Sterling has gyrated wildly on any snippet of news about Brexit, largely ignoring economic data, and soared more than 2% after Prime Minister Boris Johnson won a resounding election victory in December, leading markets to believe an orderly exit from the EU was all but certain.
It has since dropped back and was trading around $1.30 on Thursday as Johnson has signaled he plans to take a hard line in talks with the EU, raising fears about the prospect of a new cliff edge at the end of the year if no deal is reached.
But the poll of nearly 60 foreign exchange strategists, taken this week, said the pound would be up at $1.32 at the end of this month - when Britain and the EU are due to part ways - and will have risen to $1.35 by the end of 2020.
"Knee-jerk moves and profit-taking aside, the trend in 2020 remains for a drift higher in GBP/USD in our view and we look to renew our GBP long bias," said Jordan Rochester at Nomura.

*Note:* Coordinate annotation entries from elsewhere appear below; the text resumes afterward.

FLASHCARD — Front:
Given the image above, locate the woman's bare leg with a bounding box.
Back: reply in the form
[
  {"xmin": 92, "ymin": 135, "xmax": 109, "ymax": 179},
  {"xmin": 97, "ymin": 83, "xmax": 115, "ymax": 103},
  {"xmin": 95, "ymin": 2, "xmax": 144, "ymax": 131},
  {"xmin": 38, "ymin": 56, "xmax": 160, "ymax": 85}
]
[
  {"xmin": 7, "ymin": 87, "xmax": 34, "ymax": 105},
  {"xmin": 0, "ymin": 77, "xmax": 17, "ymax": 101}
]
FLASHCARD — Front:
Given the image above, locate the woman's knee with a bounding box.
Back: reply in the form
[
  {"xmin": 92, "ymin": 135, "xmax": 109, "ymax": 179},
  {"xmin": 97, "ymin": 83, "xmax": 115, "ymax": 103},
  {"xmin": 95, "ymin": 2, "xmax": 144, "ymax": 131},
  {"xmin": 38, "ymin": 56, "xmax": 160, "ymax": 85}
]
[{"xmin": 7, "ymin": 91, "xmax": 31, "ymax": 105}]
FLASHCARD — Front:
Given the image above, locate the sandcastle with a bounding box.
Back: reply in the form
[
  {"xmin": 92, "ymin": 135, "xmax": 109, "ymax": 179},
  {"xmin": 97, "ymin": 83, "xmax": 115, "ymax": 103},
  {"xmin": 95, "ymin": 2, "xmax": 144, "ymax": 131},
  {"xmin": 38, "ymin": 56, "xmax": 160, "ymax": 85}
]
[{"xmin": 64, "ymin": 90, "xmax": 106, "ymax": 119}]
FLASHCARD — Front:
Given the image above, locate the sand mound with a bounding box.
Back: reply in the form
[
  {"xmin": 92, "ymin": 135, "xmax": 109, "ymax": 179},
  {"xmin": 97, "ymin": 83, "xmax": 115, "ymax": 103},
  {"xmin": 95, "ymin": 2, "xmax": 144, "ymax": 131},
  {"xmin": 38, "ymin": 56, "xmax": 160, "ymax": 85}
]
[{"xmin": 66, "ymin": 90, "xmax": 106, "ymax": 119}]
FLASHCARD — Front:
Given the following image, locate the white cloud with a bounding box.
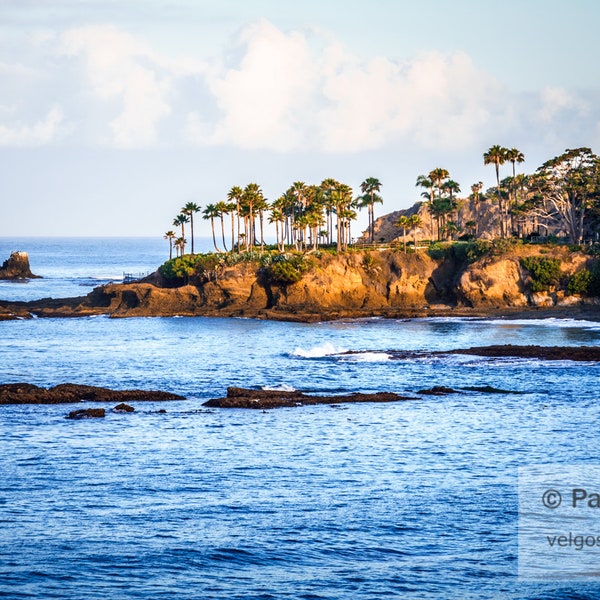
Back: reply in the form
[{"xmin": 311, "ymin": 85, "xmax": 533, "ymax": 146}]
[
  {"xmin": 61, "ymin": 26, "xmax": 171, "ymax": 148},
  {"xmin": 0, "ymin": 20, "xmax": 600, "ymax": 153},
  {"xmin": 0, "ymin": 106, "xmax": 63, "ymax": 147},
  {"xmin": 202, "ymin": 21, "xmax": 500, "ymax": 152},
  {"xmin": 538, "ymin": 87, "xmax": 588, "ymax": 123}
]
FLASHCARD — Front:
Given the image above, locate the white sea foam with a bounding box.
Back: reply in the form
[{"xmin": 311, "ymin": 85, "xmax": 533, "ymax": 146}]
[
  {"xmin": 292, "ymin": 342, "xmax": 344, "ymax": 358},
  {"xmin": 482, "ymin": 317, "xmax": 600, "ymax": 329},
  {"xmin": 344, "ymin": 352, "xmax": 391, "ymax": 362}
]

"The removal of near-term hard Brexit risks, the widely expected fiscal expansion, U.S.-China trade tensions lower and a global recovery in economic data suggest the Bank of England will stay on hold."
Most major central banks eased monetary policy last year, including the U.S. Federal reserve, which cut interest rates three times in 2019, but the Bank of England has kept its key policy rate steady at 0.75%.
The Bank is not expected to move interest rates until 2022 at least, and while the European Central Bank eased policy late in 2019 it is expected to stay on the sidelines for the next two years.
So against the common currency the pound (EURGBP=) will have barely moved by the end of the year. On Thursday one euro would get you 85.16 pence and at the end of 2020 its value will be little changed at 84.5p, the poll found.